Containers are not VMs: they share the host kernel. A kernel vulnerability can affect all containers. A container running as root with --privileged has extensive host access. Defense in depth requires: minimal container capabilities (--cap-drop=ALL), non-root users inside containers, read-only root filesystems where possible, and network policies.

PID 1 in containers: Linux’s PID 1 has special responsibilities — it reaps zombie processes (adopted orphans) and handles signal forwarding. Most processes are not designed to be PID 1. This is why Docker’s CMD uses exec form (["./myapp"] not "./myapp") to make your process PID 1 directly, and why tools like tini are used as init processes.
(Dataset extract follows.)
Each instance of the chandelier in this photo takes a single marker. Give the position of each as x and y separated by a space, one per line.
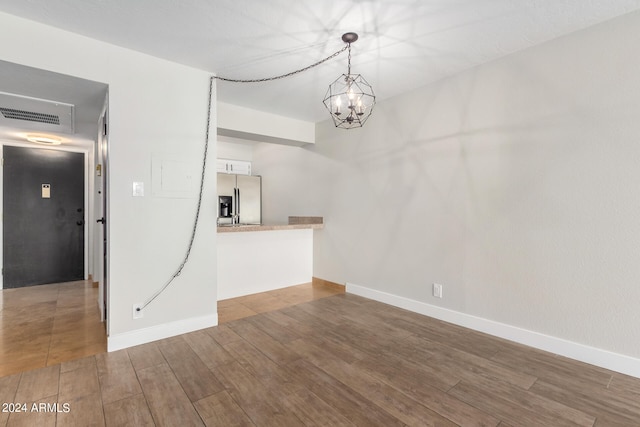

cgroup v1 vs v2: cgroup v2 (unified hierarchy) is now the default on modern Linux. The paths change: /sys/fs/cgroup/<subsystem>/ (v1) vs /sys/fs/cgroup/ (v2). Libraries like automaxprocs handle both, but if you’re reading cgroup limits manually, check which version your host kernel uses.

Key Takeaway

Containers are Linux processes running with isolated namespaces and constrained by cgroups. Namespaces provide the illusion of isolation (private PID space, network, filesystem). Cgroups enforce resource limits (CPU, memory, I/O). Docker and Kubernetes are orchestration layers on top of these two kernel primitives. For Go services in containers, use automaxprocs to set GOMAXPROCS correctly, set GOMEMLIMIT to prevent OOM kills, and run as non-root where possible.